Design and physical value

Nansidwell has design and physical value as a representative example of a Tudor Revival style home. A popular architectural style in the early 20th century, this revival style was part of the Arts and Crafts era of design. The house, which was built in 1931, features many architectural elements typical of the Tudor Revival style including its hip roof; its polychromatic brick and stucco and half-timbered cladding; the front façade’s asymmetrical pattern, including its steeply-pitched gables which enclose the centrally-located formal front entryway. The house also includes flat-roofed shed dormers, multiple polychromatic brick, single stack chimneys, a random fenestration pattern, and brick knee walls. Random patterns and sizes of windows, including casement windows and leaded glass windows, reflect Tudor Revival design ideals. The house maintains most of its original features and is an excellent example of the style.

Historical and associative value

Nansidwell has cultural heritage value for its direct associations with the theme of development of the local residential area known as ‘Brantwood’, an early 20th century subdivision of Oakville.

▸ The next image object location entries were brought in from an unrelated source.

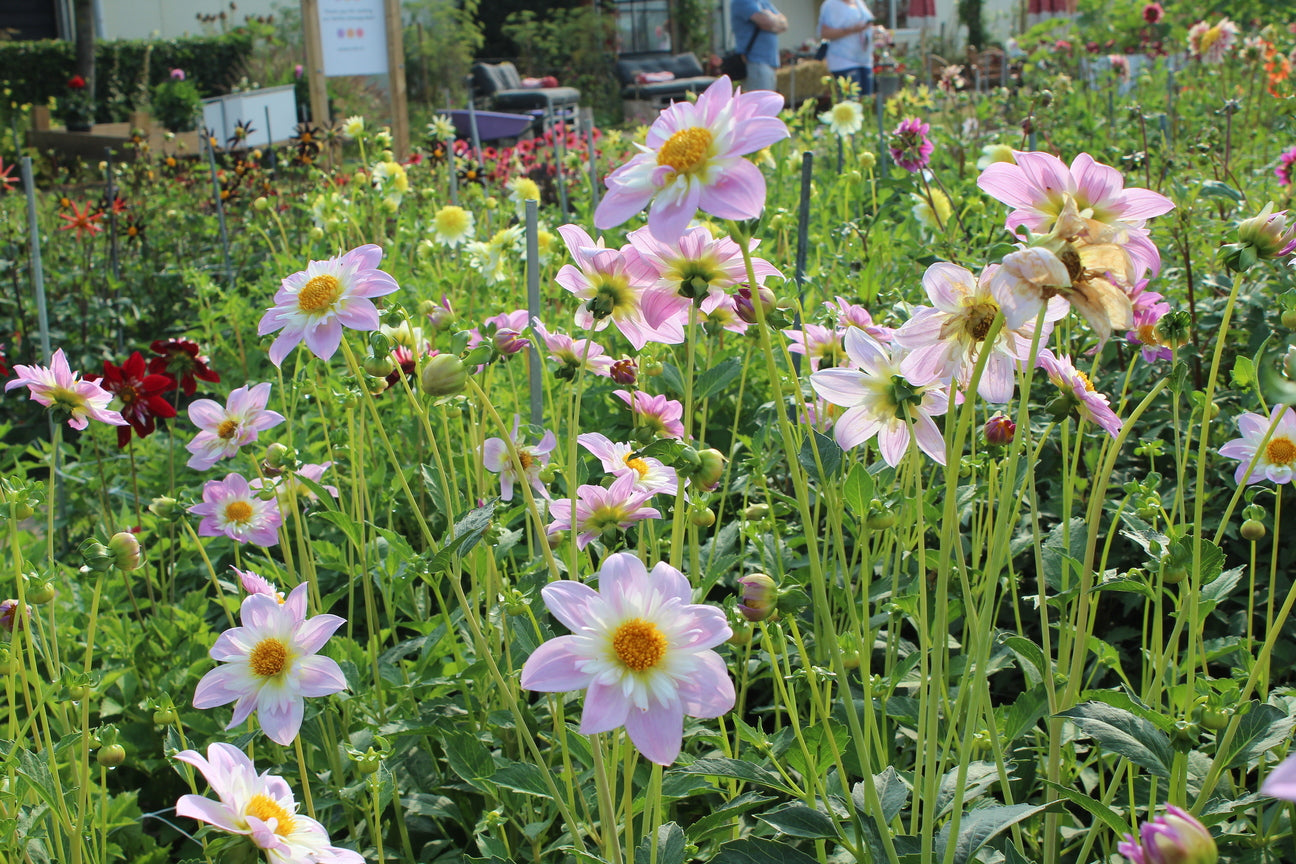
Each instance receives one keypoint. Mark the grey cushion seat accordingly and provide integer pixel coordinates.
(503, 87)
(688, 75)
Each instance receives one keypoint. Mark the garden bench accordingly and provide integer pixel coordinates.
(647, 88)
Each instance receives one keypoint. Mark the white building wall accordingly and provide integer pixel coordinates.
(170, 18)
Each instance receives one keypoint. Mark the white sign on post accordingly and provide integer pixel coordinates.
(353, 36)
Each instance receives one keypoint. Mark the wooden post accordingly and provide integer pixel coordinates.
(315, 64)
(395, 80)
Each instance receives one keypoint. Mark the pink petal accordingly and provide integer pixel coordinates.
(656, 732)
(605, 709)
(568, 600)
(555, 669)
(318, 676)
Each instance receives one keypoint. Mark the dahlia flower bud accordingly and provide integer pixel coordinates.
(126, 551)
(999, 430)
(443, 376)
(758, 593)
(1262, 237)
(1174, 837)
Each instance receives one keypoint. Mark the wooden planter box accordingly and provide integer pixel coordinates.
(105, 136)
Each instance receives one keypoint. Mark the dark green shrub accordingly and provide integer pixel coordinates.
(39, 70)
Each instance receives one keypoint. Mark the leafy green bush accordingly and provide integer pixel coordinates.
(39, 70)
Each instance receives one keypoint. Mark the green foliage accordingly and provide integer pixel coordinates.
(577, 45)
(176, 104)
(439, 48)
(39, 70)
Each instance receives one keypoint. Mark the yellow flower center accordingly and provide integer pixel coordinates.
(686, 149)
(1281, 451)
(268, 658)
(639, 644)
(237, 512)
(265, 808)
(977, 320)
(639, 465)
(318, 294)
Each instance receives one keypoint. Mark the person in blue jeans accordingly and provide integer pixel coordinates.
(849, 29)
(762, 58)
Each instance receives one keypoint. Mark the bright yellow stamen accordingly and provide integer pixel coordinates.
(639, 644)
(237, 512)
(1281, 451)
(686, 149)
(639, 465)
(265, 808)
(268, 658)
(318, 294)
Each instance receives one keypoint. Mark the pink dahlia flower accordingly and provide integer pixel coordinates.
(662, 416)
(881, 402)
(640, 649)
(1076, 386)
(271, 665)
(612, 290)
(259, 807)
(1281, 781)
(618, 459)
(233, 509)
(314, 305)
(224, 429)
(945, 340)
(1284, 166)
(57, 386)
(909, 145)
(1173, 837)
(694, 159)
(599, 509)
(1275, 459)
(573, 354)
(533, 457)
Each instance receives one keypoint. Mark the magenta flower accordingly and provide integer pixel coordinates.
(640, 649)
(945, 340)
(600, 509)
(618, 459)
(573, 354)
(696, 268)
(909, 145)
(1078, 391)
(271, 665)
(57, 386)
(662, 416)
(224, 430)
(1284, 166)
(694, 159)
(1281, 781)
(314, 305)
(231, 508)
(1091, 197)
(1174, 837)
(611, 289)
(881, 402)
(533, 457)
(1277, 457)
(259, 807)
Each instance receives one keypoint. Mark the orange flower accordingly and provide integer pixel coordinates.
(83, 219)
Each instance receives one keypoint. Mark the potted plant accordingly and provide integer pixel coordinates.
(77, 106)
(176, 102)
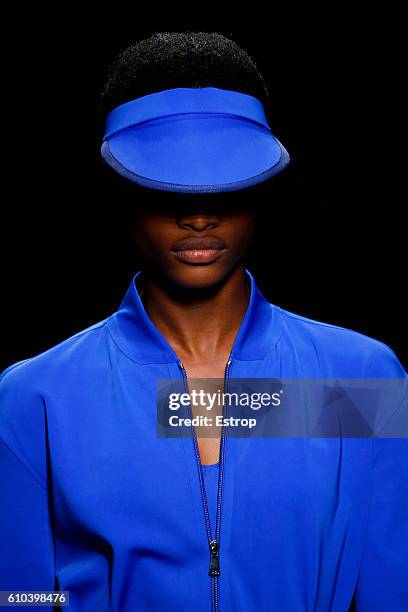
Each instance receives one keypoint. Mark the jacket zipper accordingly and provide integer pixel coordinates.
(213, 544)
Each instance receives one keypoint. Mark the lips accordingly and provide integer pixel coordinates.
(196, 250)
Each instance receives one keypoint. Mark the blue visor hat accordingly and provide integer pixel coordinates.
(193, 140)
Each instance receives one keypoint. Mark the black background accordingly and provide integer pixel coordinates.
(335, 79)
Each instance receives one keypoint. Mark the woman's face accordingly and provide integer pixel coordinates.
(194, 241)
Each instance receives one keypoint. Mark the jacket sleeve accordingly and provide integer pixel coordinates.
(382, 582)
(26, 542)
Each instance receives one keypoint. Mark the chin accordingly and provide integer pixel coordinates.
(198, 277)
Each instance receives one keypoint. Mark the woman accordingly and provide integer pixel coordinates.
(94, 502)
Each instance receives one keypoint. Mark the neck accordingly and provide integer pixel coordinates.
(198, 324)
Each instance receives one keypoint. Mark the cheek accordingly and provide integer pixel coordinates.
(152, 236)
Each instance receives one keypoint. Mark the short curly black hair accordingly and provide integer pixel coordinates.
(168, 60)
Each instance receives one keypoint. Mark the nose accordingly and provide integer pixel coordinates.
(198, 222)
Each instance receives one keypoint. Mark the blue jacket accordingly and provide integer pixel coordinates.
(94, 503)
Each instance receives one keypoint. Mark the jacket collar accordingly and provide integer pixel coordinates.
(137, 336)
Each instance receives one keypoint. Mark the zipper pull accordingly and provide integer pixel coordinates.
(214, 558)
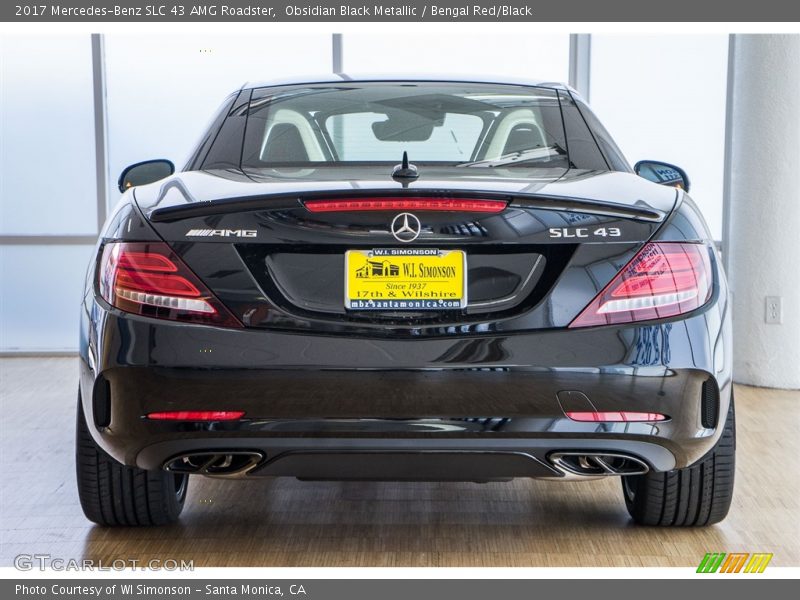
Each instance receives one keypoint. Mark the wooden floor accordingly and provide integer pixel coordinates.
(285, 522)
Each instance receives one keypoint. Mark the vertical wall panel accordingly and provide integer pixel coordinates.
(40, 302)
(532, 56)
(663, 97)
(47, 154)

Its presence contributes to the story of Oakville’s early 20th century residential development that was defined by large lots with well-designed Arts and Crafts era homes built by well-to-do families. The property also has cultural heritage value for its associations with several local families who were significant in the community including: Rosalind L. and Charles E. Dowding, who commissioned the construction of the existing building; George Nepean Molesworth, a local resident and architect who designed the existing building, and who obtained more than a dozen commissions in Oakville between 1913 and 1950; and Cameron Coote Hillmer, who came from a well-known and well-established Oakville family.

Contextual value

Nansidwell has contextual value because it defines, supports and maintains the residential character of the Brantwood neighbourhood. It is particularly important on Macdonald Road, as one of the larger properties and homes. It is physically, functionally, visually, and historically linked to the surrounding residential neighbourhood and places the Brantwood area’s origins in a specific timeframe, helping to tell the larger story of Oakville and its development in the 20th century.

Description of heritage attributes

Key attributes of ‘Nansidwell’ that exemplify its value as an excellent representative example of a Tudor Revival style house, include the following attributes as they relate to the two-and-a-half storey building and its one-storey front porch, one-storey southeast sun porch wing, and two-storey garage wing:

  • The form and footprint of the main building and its wings, including the hip, gable, jerkinhead, and shed roofs and the two shed dormers on the front elevation;
  • The configuration and layout of the asymmetrical front façade;
  • Polychromatic brick cladding in a Common Bond pattern with Flemish Bond pattern every third course, including brick headers used on sills, lintels and along the roofline, and brick knee walls on front porch;
  • Stucco and half-timbering cladding throughout;
  • Exposed wood eaves, wood fascia and wood window trim throughout;
  • Fenestration of the windows and doors on the south and east elevations;
  • The chimney on the south elevation and the chimney on the northwest corner of the house, both in polychromatic brick with decorative ‘panel’ detailing and stone caps;
  • The three bay windows with diamond-shaped leaded glass windows on the first storey of the south elevation;
  • The presence of multi-paned windows that are in keeping with the Tudor Revival style on the south and east elevations; and
  • The wood beams and arched wood columns with faux wood pegs on the front porch and on the garage wing.

For the purpose of clarity, the cultural heritage value or interest and heritage attributes do not include:

  • The sun porch on the west elevation.

Any objection to this designation must be filed no later than February 26, 2024. Objections must be directed to the Town Clerk at or 1225 Trafalgar Road, Oakville, Ontario L6H 0H3. The objection must include the reasons for the objection and all relevant facts.

Further information respecting this proposed designation is available from the Town of Oakville. Any inquiries may be directed to Carolyn Van Sligtenhorst, Supervisor of Heritage Conservation at 905-845-6601, ext.3875 (TTY 905-338-4200), or by email at

Issued at the Town of Oakville on January 25, 2024.